Ilu z Was w ostatnim czasie trafiło na informacje o burlesce? Możecie przeczytać w prasie czy zobaczyć w mainstreamowych mediach kogoś określającego się mianem performerki czy tancerki burleski, ale czy ktoś wytłumaczył Wam, czym ta burleska jest? Mam na myśli współczesną burleskę. Nie czytajcie Wikipedii, nie wrzucajcie tego słowa do translatora! Po prostu przeczytajcie ten artykuł.
Burleska w moim życiu pojawiła się jak grom z jasnego nieba. Taniec, kreacja sceniczna, kobiecość, seksapil - i to wszystko pod pięknym słowem, które każdy zna ale mało kto nie jest w stanie jednoznacznie zdefiniować. Czy zdajecie sobie sprawę, że w języku angielskim słowo burleska jest przymiotnikiem, rzeczownikiem i czasownikiem... uniwersalizm, który jest tak cenny w naszym życiu.
Czym jest burleska? To kobiecy performance, w którym seksualność stawia się na pierwszym miejscu. Burleska to dym na scenie, mocne sceniczne oświetlenie, ultrafiolet wydobywający magiczny kolor z kostiumu i piór. Burleska to cekiny i brokat, który jest wszechobecny. Ten, kto miał styczność z performerką burleski, nie będzie mógł się go pozbyć.
Burleska to dla mnie sposób życia. Ubieram się burleskowo, przygotowuję pokazy burleskowe, tańczę burleskę, mam burleskowych znajomych, a zdarza się że jem burleskowe jedzenie! Jednym słowem - burleska to całe moje życie. Powiecie wariatka? Tak jestem burleskowym wariatem. Tylko czy możecie ocenić mnie bez sprawdzenia, co pokazuję na scenie?

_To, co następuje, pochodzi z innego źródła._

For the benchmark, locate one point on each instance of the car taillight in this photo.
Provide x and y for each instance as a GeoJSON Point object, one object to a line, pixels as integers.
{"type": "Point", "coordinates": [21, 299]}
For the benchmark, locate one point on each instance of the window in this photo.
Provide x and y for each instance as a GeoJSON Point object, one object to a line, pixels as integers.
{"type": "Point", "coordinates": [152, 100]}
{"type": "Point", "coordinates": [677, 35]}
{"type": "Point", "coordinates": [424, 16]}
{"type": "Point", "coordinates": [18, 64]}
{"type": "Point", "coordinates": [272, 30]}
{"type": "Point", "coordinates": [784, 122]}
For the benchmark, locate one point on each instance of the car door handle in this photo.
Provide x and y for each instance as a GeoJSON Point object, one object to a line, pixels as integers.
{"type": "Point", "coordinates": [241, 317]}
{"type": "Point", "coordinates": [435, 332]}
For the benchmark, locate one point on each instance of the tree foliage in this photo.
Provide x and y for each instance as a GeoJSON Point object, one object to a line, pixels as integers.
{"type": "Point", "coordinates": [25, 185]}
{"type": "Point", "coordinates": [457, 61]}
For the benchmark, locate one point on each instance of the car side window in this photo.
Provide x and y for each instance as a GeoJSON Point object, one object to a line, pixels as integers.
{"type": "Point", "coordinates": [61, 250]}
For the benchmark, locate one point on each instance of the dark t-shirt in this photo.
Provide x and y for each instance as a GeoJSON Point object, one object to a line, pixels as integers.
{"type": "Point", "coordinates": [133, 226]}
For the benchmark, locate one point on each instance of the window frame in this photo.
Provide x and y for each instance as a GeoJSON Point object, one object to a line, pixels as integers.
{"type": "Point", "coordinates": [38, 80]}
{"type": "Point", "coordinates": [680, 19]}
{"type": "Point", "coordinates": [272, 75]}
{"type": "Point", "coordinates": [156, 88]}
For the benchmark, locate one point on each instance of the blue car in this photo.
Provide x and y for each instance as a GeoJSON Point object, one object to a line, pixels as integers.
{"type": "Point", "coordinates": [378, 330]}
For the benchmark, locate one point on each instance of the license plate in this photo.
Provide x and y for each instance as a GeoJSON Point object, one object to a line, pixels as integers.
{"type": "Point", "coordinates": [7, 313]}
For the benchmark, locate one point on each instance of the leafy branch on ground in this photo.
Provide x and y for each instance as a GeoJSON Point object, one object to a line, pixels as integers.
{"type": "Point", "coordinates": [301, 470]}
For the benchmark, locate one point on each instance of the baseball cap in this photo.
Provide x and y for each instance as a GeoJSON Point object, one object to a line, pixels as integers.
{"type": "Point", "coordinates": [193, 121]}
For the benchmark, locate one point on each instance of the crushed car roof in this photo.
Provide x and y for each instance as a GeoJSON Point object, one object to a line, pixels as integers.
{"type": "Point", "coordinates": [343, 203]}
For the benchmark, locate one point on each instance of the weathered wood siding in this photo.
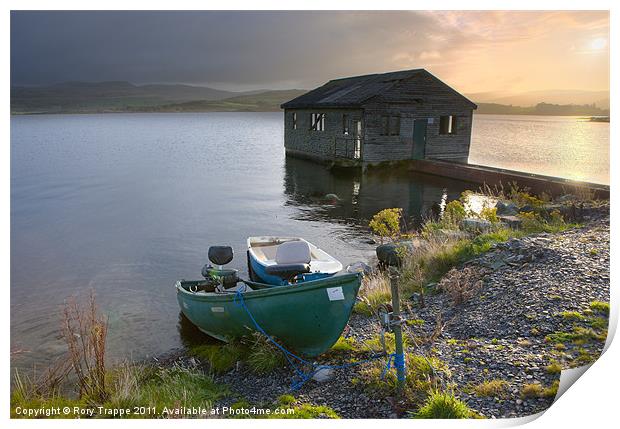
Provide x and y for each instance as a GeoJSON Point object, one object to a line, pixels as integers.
{"type": "Point", "coordinates": [310, 143]}
{"type": "Point", "coordinates": [419, 97]}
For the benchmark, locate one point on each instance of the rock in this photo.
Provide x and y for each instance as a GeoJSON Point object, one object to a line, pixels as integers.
{"type": "Point", "coordinates": [333, 198]}
{"type": "Point", "coordinates": [506, 208]}
{"type": "Point", "coordinates": [476, 225]}
{"type": "Point", "coordinates": [323, 375]}
{"type": "Point", "coordinates": [388, 254]}
{"type": "Point", "coordinates": [567, 197]}
{"type": "Point", "coordinates": [511, 221]}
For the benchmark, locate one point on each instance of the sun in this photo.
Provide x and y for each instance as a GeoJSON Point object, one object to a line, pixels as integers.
{"type": "Point", "coordinates": [598, 44]}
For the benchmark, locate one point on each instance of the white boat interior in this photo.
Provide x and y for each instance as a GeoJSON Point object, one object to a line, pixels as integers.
{"type": "Point", "coordinates": [292, 250]}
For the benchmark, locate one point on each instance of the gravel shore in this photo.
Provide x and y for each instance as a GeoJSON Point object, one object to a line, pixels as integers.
{"type": "Point", "coordinates": [501, 333]}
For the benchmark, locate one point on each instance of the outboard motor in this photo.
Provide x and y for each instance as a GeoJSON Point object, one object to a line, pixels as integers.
{"type": "Point", "coordinates": [224, 278]}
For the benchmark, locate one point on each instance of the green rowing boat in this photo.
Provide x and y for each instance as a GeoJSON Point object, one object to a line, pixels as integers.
{"type": "Point", "coordinates": [308, 317]}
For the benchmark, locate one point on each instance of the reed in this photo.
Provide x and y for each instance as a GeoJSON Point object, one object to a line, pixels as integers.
{"type": "Point", "coordinates": [85, 330]}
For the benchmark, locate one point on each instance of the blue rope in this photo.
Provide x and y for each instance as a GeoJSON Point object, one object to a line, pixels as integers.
{"type": "Point", "coordinates": [303, 377]}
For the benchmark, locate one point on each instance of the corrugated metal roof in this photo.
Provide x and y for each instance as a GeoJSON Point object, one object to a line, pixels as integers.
{"type": "Point", "coordinates": [352, 91]}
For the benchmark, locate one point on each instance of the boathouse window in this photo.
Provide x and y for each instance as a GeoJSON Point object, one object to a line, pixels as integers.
{"type": "Point", "coordinates": [447, 125]}
{"type": "Point", "coordinates": [317, 121]}
{"type": "Point", "coordinates": [390, 125]}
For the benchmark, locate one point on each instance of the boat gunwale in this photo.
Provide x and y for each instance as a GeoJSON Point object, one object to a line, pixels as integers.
{"type": "Point", "coordinates": [271, 291]}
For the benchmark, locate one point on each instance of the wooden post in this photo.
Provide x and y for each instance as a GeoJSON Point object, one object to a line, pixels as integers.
{"type": "Point", "coordinates": [399, 358]}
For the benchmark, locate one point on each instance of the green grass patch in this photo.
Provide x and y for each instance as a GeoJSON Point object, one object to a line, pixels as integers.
{"type": "Point", "coordinates": [221, 357]}
{"type": "Point", "coordinates": [264, 356]}
{"type": "Point", "coordinates": [554, 367]}
{"type": "Point", "coordinates": [133, 385]}
{"type": "Point", "coordinates": [600, 307]}
{"type": "Point", "coordinates": [443, 405]}
{"type": "Point", "coordinates": [345, 346]}
{"type": "Point", "coordinates": [571, 315]}
{"type": "Point", "coordinates": [494, 388]}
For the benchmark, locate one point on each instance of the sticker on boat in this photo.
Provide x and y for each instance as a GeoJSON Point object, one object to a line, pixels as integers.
{"type": "Point", "coordinates": [335, 293]}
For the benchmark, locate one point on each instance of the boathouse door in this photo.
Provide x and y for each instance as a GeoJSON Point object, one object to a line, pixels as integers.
{"type": "Point", "coordinates": [419, 139]}
{"type": "Point", "coordinates": [357, 135]}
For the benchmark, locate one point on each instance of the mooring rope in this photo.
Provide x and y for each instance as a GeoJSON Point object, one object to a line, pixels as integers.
{"type": "Point", "coordinates": [301, 376]}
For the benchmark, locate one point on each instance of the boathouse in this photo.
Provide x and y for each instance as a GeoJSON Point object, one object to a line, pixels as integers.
{"type": "Point", "coordinates": [371, 119]}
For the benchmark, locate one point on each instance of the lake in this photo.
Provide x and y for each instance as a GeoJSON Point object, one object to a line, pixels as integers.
{"type": "Point", "coordinates": [126, 204]}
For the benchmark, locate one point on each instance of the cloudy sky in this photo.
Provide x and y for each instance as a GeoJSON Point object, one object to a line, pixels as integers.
{"type": "Point", "coordinates": [473, 51]}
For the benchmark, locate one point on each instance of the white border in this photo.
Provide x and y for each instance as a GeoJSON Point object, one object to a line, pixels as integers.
{"type": "Point", "coordinates": [589, 403]}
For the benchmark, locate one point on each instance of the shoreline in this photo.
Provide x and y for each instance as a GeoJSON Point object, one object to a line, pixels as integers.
{"type": "Point", "coordinates": [502, 351]}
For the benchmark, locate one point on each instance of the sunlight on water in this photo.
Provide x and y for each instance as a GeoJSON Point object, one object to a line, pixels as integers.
{"type": "Point", "coordinates": [561, 146]}
{"type": "Point", "coordinates": [127, 204]}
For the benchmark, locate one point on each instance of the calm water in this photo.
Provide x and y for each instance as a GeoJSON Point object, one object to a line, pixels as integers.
{"type": "Point", "coordinates": [126, 204]}
{"type": "Point", "coordinates": [554, 145]}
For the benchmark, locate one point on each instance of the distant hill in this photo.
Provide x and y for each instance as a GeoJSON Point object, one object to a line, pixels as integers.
{"type": "Point", "coordinates": [91, 97]}
{"type": "Point", "coordinates": [531, 98]}
{"type": "Point", "coordinates": [543, 109]}
{"type": "Point", "coordinates": [120, 96]}
{"type": "Point", "coordinates": [268, 101]}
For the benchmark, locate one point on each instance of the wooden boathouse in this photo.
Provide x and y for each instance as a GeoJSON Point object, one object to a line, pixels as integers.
{"type": "Point", "coordinates": [375, 118]}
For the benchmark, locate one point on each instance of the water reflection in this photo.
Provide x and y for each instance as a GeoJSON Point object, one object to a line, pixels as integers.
{"type": "Point", "coordinates": [192, 336]}
{"type": "Point", "coordinates": [351, 197]}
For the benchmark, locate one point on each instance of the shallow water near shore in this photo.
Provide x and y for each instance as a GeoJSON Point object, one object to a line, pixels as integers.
{"type": "Point", "coordinates": [126, 204]}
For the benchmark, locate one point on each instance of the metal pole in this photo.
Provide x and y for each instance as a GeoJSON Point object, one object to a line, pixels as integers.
{"type": "Point", "coordinates": [399, 357]}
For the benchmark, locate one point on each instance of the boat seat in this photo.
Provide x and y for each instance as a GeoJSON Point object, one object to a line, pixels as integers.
{"type": "Point", "coordinates": [287, 271]}
{"type": "Point", "coordinates": [293, 252]}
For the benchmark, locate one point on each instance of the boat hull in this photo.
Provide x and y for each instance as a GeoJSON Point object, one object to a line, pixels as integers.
{"type": "Point", "coordinates": [307, 317]}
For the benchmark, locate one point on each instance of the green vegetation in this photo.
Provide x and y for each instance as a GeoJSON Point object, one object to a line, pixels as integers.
{"type": "Point", "coordinates": [375, 292]}
{"type": "Point", "coordinates": [495, 388]}
{"type": "Point", "coordinates": [600, 307]}
{"type": "Point", "coordinates": [571, 315]}
{"type": "Point", "coordinates": [305, 411]}
{"type": "Point", "coordinates": [435, 252]}
{"type": "Point", "coordinates": [221, 358]}
{"type": "Point", "coordinates": [161, 391]}
{"type": "Point", "coordinates": [444, 405]}
{"type": "Point", "coordinates": [386, 223]}
{"type": "Point", "coordinates": [554, 367]}
{"type": "Point", "coordinates": [256, 351]}
{"type": "Point", "coordinates": [264, 357]}
{"type": "Point", "coordinates": [425, 375]}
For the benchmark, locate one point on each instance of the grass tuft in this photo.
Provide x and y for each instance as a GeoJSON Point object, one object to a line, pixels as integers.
{"type": "Point", "coordinates": [600, 307]}
{"type": "Point", "coordinates": [443, 405]}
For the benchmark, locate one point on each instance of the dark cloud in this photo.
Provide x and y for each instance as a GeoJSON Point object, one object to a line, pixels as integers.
{"type": "Point", "coordinates": [243, 48]}
{"type": "Point", "coordinates": [237, 50]}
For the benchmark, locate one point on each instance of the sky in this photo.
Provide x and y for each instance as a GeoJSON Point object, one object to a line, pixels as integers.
{"type": "Point", "coordinates": [473, 51]}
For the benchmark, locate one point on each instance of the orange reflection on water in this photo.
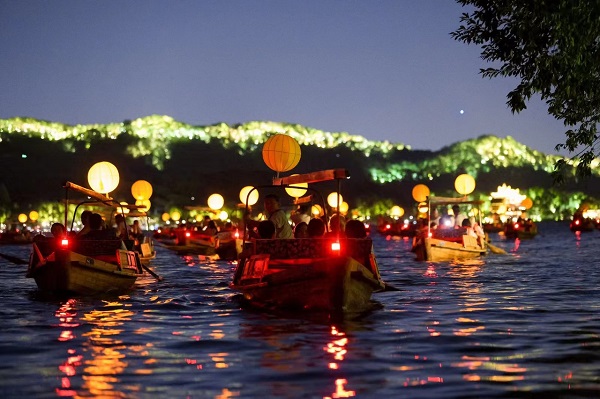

Zapytacie - czym burleska nie jest? Burleska to nie porno, to nie teatrzyk dla sfrustrowanych singli. To nie striptiz, pomimo że striptiz jest nieodłączną częścią performance'u. Zdezorientowani? Jeśli tak, to nie pozostało Wam nic innego, jak przyjść i przekonać się na własnej skórze. Tak, dosłownie, skórze. Oglądając występ, powinniście poczuć gęsią skórkę i przygryźć wargi z zachwytu.